Jakarta (ANTARA) - Penyanyi solo Yura Yunita mengaku sempat menghadapi beberapa tantangan ketika menerjemahkan lagunya seperti "Merakit" ke bentuk bahasa isyarat agar dapat lebih inklusif untuk dinikmati tunarungu.

Yura menilai, bahasa isyarat untuk kehidupan sehari-hari dan untuk lirik yang lebih puitis memiliki pendekatan yang berbeda.

"Bahasa isyarat sehari-hari dan untuk mengekspresikan ke bentuk lagu itu beda banget," kata Yura usai konferensi pers "Merakit Ruang Kolaborasi" di Jakarta, Senin.

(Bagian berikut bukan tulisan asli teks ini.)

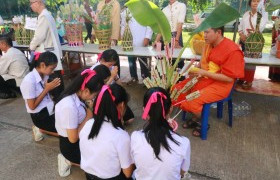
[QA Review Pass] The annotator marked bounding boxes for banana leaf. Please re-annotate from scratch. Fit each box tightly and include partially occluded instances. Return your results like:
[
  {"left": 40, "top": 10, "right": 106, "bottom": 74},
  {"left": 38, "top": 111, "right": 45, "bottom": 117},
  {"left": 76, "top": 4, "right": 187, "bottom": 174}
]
[
  {"left": 192, "top": 3, "right": 240, "bottom": 34},
  {"left": 125, "top": 0, "right": 171, "bottom": 43},
  {"left": 265, "top": 0, "right": 280, "bottom": 12}
]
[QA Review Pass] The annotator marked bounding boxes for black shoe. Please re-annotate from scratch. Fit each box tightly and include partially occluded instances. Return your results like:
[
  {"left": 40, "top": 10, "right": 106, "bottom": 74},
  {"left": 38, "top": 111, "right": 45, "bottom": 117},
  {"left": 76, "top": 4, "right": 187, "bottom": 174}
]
[{"left": 0, "top": 92, "right": 17, "bottom": 99}]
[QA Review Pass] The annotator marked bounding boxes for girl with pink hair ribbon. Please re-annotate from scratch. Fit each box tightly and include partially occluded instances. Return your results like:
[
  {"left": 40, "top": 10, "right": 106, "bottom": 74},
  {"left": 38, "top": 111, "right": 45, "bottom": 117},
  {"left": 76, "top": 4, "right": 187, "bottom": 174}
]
[
  {"left": 131, "top": 87, "right": 190, "bottom": 180},
  {"left": 55, "top": 69, "right": 104, "bottom": 177},
  {"left": 79, "top": 84, "right": 134, "bottom": 180},
  {"left": 20, "top": 51, "right": 61, "bottom": 141}
]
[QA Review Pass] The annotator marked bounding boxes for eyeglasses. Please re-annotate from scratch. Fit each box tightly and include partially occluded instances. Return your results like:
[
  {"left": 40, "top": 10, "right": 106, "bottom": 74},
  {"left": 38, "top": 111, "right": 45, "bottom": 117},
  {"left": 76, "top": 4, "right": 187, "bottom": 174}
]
[{"left": 29, "top": 1, "right": 38, "bottom": 6}]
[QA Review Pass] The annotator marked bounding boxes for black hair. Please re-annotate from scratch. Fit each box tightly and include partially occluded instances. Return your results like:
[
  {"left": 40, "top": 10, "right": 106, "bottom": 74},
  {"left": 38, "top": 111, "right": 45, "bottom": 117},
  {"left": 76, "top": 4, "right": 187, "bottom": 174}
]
[
  {"left": 0, "top": 36, "right": 13, "bottom": 47},
  {"left": 30, "top": 51, "right": 58, "bottom": 71},
  {"left": 88, "top": 83, "right": 129, "bottom": 139},
  {"left": 143, "top": 87, "right": 179, "bottom": 160},
  {"left": 56, "top": 69, "right": 104, "bottom": 104},
  {"left": 212, "top": 26, "right": 225, "bottom": 36},
  {"left": 100, "top": 49, "right": 120, "bottom": 64},
  {"left": 93, "top": 64, "right": 111, "bottom": 81}
]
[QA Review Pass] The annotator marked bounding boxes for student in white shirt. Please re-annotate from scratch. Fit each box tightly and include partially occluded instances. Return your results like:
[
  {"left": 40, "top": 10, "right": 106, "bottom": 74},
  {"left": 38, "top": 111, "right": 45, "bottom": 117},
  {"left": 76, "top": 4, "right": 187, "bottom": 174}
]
[
  {"left": 156, "top": 0, "right": 187, "bottom": 48},
  {"left": 20, "top": 51, "right": 60, "bottom": 141},
  {"left": 0, "top": 36, "right": 29, "bottom": 99},
  {"left": 55, "top": 69, "right": 104, "bottom": 177},
  {"left": 238, "top": 0, "right": 268, "bottom": 89},
  {"left": 79, "top": 84, "right": 134, "bottom": 180},
  {"left": 131, "top": 87, "right": 190, "bottom": 180},
  {"left": 91, "top": 49, "right": 134, "bottom": 124},
  {"left": 29, "top": 0, "right": 64, "bottom": 100},
  {"left": 121, "top": 8, "right": 153, "bottom": 85}
]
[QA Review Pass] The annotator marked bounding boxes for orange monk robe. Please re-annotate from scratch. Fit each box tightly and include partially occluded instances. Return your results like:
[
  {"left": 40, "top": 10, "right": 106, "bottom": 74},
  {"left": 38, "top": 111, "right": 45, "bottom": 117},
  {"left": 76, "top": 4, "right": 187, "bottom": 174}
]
[{"left": 173, "top": 38, "right": 244, "bottom": 114}]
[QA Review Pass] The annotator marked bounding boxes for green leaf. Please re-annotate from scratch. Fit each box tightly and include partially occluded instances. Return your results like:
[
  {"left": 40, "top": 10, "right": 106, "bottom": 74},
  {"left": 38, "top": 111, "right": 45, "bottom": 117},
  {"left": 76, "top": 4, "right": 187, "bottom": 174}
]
[
  {"left": 192, "top": 3, "right": 240, "bottom": 34},
  {"left": 265, "top": 0, "right": 280, "bottom": 12},
  {"left": 125, "top": 0, "right": 171, "bottom": 43}
]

"Misalnya ada lirik 'ketika ku terjatuh', itu bukan terjatuh dalam arti harafiah tapi terjatuh dalam hidup, maknanya berbeda, pendekatannya menggunakan isyarat sastra," ujarnya melanjutkan.
Penyanyi solo wanita Yura Yunita (kanan) berfoto bersama praktisi tunarungu Galuh Sukmara (kiri) usai konferensi pers "Merakit Ruang Kolaborasi" di Jakarta, Senin (2/12/2019). (ANTARA/Arnidhya Nur Zhafira)


Lebih lanjut, penyanyi solo wanita terbaik AMI Awards 2018 itu mengatakan bahwa menemukan persamaan atas interpretasi makna dari lirik lagu bersama praktisi tunarungu Galuh Sukmara.

"Lirik per lirik maknanya sangat dalam buat aku dan itu tidak instan dan mudah untuk membuatnya ke bahasa isyarat bersama bunda (Galuh). Apakah rasa yang aku rasain itu sama? Menyanyi pakai bahasa isyarat itu sesungguhnya mengekspresikan lirik demi lirik," kata dia.

Ketika belajar mendalami bahasa isyarat, Yura menyadari bahwa musik merupakan bahasa universal untuk mengirimkan pesan dan emosi tak terkecuali tunarungu, dan membuatnya ingin terus melibatkan hal itu ke karya-karyanya.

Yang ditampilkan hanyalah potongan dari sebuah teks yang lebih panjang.